Le fait intéressant est que, bien que Bandazhevsky ne soit pas un représentant du point de vue officiel (il serait plus approprié de dire: "opportuniste") sur les problèmes médicaux de Tchernobyl, on l'écoute néanmoins. Dans les hautes sphères on sait depuis toujours ce qui se passe réellement dans la zone de Tchernobyl, et les données du scientifique de Gomel ne font que confirmer l'information d'autres sources. "Mon point de vue est connu de tout le monde", dit le professeur (http://chernobyl.da.ru). Il n'évoque pas les "glaçons fondus" dans sa lettre à Loukachenko. Il avertit le président du danger qui menace la survie de la nation.

 

Mais son opinion est en contradiction manifeste avec la position des fonctionnaires du Ministère de la Santé. Alors que Bandazhevsky parle de l'extinction de la nation, la médecine biélorusse officielle n'évoque en rapport avec l'accident de Tchernobyl, pratiquement que le cancer de la glande thyroïdienne et la leucémie des enfants. C'est ce dont on a besoin en haut lieu, car sur la base de ces conclusions la direction politique développe les thèmes de la réutilisation des terres polluées par les radionucléides, de la diminution du financement des programmes tchernobyliens, de l'introduction de normes de vie plus simples, moins sévères, dans la zone contaminée.

 

Les vues de Bandazhevsky et de l'illustre physicien nucléaire Nesterenko ont peu de chances d'être reconnues: elles contredisent non seulement les orientations médicales officielles sur Tchernobyl, mais aussi les programmes politique et économique de l'état. Les données des recherches de Bandazhevsky et Nesterenko, selon lesquelles 80% du césium radioactif  serait absorbé par l'organisme avec les produits alimentaires, contredisent en particulier le programme de sécurité alimentaire de l'état.

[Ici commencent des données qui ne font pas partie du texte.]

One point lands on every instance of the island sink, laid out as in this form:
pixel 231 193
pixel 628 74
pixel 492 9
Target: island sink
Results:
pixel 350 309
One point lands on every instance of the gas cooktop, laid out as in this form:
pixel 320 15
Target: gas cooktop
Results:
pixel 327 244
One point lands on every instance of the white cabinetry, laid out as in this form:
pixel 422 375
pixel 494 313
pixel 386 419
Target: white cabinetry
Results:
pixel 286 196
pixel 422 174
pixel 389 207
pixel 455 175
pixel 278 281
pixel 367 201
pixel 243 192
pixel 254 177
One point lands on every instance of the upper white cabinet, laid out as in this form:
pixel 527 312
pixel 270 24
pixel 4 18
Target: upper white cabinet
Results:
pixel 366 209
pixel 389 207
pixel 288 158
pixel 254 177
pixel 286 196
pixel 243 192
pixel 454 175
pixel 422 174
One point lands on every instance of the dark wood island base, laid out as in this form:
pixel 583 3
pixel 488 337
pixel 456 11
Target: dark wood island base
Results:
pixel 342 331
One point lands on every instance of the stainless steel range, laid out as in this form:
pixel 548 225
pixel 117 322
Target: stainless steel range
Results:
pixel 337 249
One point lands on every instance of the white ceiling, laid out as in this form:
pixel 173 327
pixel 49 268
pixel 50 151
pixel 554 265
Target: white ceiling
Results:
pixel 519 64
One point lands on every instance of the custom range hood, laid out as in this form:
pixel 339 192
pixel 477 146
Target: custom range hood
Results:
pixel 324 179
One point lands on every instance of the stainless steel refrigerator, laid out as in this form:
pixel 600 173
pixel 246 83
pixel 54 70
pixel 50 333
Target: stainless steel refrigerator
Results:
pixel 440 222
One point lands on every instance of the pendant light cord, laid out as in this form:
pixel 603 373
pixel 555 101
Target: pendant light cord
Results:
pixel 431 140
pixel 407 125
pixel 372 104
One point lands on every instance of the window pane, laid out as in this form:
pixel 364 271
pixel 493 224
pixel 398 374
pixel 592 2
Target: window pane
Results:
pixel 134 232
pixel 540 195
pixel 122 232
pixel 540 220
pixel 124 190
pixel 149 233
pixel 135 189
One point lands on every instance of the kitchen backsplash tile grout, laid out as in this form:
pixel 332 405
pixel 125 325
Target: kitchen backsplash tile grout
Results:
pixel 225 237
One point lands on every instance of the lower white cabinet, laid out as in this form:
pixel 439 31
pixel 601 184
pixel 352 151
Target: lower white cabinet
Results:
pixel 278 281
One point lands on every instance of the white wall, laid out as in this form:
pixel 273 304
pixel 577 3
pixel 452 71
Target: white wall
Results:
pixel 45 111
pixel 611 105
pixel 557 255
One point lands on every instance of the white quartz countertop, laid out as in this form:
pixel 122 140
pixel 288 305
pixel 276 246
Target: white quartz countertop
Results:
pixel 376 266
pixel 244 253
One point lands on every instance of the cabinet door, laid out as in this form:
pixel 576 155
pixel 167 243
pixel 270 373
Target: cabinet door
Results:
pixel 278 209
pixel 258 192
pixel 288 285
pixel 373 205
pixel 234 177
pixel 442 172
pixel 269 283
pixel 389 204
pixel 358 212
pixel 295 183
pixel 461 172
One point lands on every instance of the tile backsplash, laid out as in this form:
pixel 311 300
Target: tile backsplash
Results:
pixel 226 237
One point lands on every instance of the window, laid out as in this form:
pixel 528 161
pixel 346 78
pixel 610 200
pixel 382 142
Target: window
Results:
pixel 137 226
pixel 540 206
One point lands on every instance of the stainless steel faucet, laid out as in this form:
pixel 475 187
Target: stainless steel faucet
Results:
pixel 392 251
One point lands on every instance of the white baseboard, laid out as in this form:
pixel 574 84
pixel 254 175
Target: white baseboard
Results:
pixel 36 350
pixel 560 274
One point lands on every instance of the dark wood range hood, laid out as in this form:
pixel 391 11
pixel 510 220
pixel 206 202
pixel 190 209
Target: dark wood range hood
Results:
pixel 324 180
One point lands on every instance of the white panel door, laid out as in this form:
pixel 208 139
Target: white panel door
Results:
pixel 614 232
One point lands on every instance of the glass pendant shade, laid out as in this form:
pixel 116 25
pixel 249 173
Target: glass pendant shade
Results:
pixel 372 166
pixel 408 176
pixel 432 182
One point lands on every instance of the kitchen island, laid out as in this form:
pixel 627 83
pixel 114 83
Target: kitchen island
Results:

Conformément à ce programme, Belarus, qui a subi plus de 70% des retombées de radionucléides sur la région, est le seul parmi les états sinistrés par l'accident de la centrale nucléaire de Tchernobyl à avoir inscrit l'autosuffisance alimentaire comme premier point de la politique de l'état. En utilisant bien sûr des produits radioactifs. Où prendre des produits non contaminés, vu la médiocrité chronique des récoltes?

 

  Tout ce que peut faire pour le moment ce groupe de savants, c'est de prendre des mesures préventives pour réduire l'introduction des radiations dans l'organisme par l'ingestion d'aliments contaminés. Ils diffusent des prospectus "aux papas et mamans" dans la zone. On peut y lire des recommandations pour l'utilisation des aliments du genre de celles-ci: "Macérer longtemps la viande dans l'eau salée; on peut ajouter à l'eau un peu de vinaigre. Changer l'eau plusieurs fois. Le lard ne contient pratiquement pas de radionucléides... Il est préférable de ne pas faire sauter les pommes de terre, mais de les faire bouillir, en les épluchant auparavant... " (http://nesteren.da.ru.). Des sottises? Non, ce n'est pas bête, c'est effrayant! Car aujourd'hui NOUS NE SOMMES PAS AU PRINTEMPS 1986, MAIS A LA FIN DE 1999...

 

De tout cela Bandazhevsky écrivait au président en qualité de recteur et il est contraint d'écrire aujourd'hui de prison. Il précise que les milliards de roubles, destinés aux programmes de Tchernobyl (et il s'agit de 20-25 % de prélèvements directs et indirects du budget de l'état), y compris l'argent de l'Occident, sont  en grande partie gaspillés, ou simplement volés. Le fait qu'ils n'atteignent pas le but est confirmé par ce simple fait: la santé de la population se détériore chaque année davantage. Cette population ne sait pas qu'elle est en train de mourir à petit feu.